Revoking a session via `barekey auth logout` or `POST /v1/cli/logout` sets a `revokedAtMs` timestamp. All subsequent requests using any token from that session return `401 UNAUTHORIZED`. Revocation is immediate.

If a user is removed from an org in Clerk, the next token refresh verifies membership. If membership has been revoked, the session is revoked automatically and the token is invalidated.

***

## Authentication paths

There are two valid authentication paths for the HTTP API:

**1. Clerk JWT** — for web dashboard and server-side integrations where your application already has Clerk sessions. The token must carry an active org claim. The org scope in the token is authoritative — you cannot use a token issued for org A to access org B's variables.

**2. CLI access token** — issued by the device code flow. The session records `orgId` and `orgSlug` at the time of login. On every token refresh, Barekey re-verifies the user's Clerk org membership to ensure access hasn't been revoked.

***

## What Barekey protects — and what it doesn't

**Protected:**

* Variable values are encrypted at rest. A database dump does not expose plaintext values without the master KEK.
* Auth tokens are never stored in recoverable form. A database dump does not expose live tokens.
* Stage isolation is enforced at the database query level — a valid token for `development` cannot read `production` values.
* Org scope is enforced on every request — tokens can only access the org they were issued for.

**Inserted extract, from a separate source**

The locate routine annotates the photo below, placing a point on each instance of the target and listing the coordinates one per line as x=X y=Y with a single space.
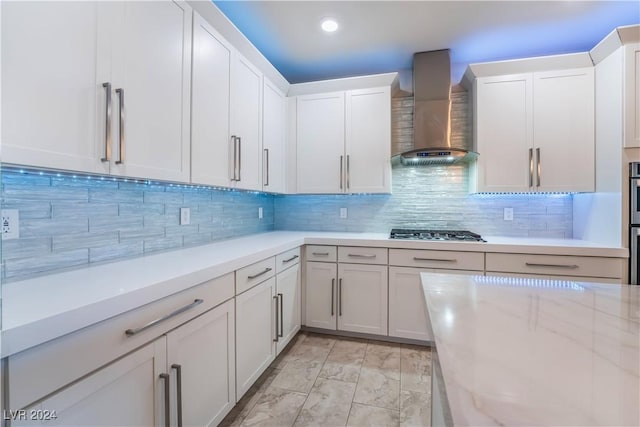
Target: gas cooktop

**Not protected (out of scope):**

* **The master KEK** — if the environment variable `BAREKEY_MASTER_KEY_B64` is compromised, all project DEKs can be decrypted. Protect this key like a root credential.
* **Values in transit** — HTTPS protects transit, but your application receives plaintext in the response body. Log sanitization is your responsibility.
* **Local `.env` files** — pulled files contain plaintext. Add them to `.gitignore` and don't commit them.
* **Insider threats** — Barekey does not prevent an authorized org member from reading or overwriting variables they have access to.